José Rakoto
- Born: José Rakotoarisoa Harison December 11, 1980 (age 45)
- Height: 1.80 m (5 ft 11 in)
- Weight: 85 kg (187 lb; 13.4 st)

Rugby union career
- Position(s): Fly-half, Fullback

International career
- Years: Team / Apps / (Points)
- Madagascar / 58

= José Rakoto =

Madagascar international rugby union player

José Rakotoarisoa Harison, known as José Rakoto (born 11 December 1980) is a Malagasy rugby union player. He plays as a fly-half and as a fullback.

Harison first played in F.I.T.A.M.I.B.A., from 1997/98 to 1999/2000, moving then to XV Simpatiques, where he would play from 2000/01 to 2002/03. He then would represent 3F.B., one of the best teams of Madagascar, from 2003/04 to 2004/05. He won three National Championship titles during his three-season first presence at 3F.B.. He then had the chance to move to France, playing for a season at Rugby Club Chateaurenard (2005/06), in the Fédérale 1. He returned to 3F.B. for 2006/07, where he's been playing since then. He won the National Championship titles for 2006/07 and 2007/08.

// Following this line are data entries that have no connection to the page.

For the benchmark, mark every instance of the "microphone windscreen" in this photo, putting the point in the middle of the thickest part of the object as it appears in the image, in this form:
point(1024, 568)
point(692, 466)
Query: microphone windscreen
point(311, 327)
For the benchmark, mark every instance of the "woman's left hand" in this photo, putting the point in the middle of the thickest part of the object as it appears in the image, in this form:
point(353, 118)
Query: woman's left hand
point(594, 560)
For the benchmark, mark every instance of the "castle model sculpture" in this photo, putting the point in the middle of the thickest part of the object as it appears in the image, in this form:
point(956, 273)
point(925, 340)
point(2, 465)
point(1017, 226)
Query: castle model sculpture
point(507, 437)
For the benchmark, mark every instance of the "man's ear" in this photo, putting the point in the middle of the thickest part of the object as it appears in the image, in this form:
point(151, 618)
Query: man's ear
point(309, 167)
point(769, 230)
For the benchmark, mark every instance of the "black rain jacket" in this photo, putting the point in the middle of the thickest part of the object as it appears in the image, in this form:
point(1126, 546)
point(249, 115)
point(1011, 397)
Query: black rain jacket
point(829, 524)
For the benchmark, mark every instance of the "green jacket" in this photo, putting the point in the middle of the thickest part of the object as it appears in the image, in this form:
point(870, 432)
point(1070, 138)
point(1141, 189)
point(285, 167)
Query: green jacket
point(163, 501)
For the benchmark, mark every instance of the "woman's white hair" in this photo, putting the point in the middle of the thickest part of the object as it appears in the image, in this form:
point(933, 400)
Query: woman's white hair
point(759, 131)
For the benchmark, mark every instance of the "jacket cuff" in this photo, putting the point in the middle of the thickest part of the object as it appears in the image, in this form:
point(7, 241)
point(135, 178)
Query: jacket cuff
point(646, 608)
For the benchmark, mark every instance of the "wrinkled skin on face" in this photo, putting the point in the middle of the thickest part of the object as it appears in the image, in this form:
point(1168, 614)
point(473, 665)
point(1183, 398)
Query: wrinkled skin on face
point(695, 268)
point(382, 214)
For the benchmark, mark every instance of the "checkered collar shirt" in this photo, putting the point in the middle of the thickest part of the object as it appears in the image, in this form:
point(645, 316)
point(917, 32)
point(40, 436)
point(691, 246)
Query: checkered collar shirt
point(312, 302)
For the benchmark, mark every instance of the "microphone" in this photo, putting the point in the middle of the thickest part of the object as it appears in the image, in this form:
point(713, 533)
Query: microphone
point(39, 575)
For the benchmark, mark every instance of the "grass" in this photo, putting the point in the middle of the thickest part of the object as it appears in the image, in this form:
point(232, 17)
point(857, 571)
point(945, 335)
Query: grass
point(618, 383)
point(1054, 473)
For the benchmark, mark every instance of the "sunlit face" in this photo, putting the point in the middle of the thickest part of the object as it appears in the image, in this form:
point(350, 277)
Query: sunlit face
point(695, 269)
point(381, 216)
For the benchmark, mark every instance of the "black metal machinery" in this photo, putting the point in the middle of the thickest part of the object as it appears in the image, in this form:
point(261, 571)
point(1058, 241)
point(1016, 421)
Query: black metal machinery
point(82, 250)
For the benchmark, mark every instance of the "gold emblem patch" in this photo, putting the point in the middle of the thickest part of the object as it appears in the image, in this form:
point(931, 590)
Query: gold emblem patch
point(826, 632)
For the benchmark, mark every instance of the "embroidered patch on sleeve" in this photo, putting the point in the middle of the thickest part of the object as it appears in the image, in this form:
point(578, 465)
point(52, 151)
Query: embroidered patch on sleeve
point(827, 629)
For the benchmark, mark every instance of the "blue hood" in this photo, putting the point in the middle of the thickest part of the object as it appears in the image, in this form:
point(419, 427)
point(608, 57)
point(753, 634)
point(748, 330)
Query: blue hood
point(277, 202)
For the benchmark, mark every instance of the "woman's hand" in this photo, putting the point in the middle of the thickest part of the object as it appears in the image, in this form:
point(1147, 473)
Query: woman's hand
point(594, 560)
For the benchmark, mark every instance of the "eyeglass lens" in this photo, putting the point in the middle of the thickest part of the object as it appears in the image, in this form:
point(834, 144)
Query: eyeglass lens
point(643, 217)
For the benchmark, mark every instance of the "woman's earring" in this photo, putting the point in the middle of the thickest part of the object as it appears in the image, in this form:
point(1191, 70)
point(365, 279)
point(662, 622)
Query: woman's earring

Harison is an international player for Madagascar since 2002. He was twice runners-up for the title of Africa Champions in 2005 and 2007. He played at the winning team at the 2012 Africa Cup, scoring two tries and six conversions at the 57–54 win over Namibia.

He played in the 2007 Rugby World Cup and 2011 Rugby World Cup qualifyings. As of March 2020 he is the top scorer for his National Team.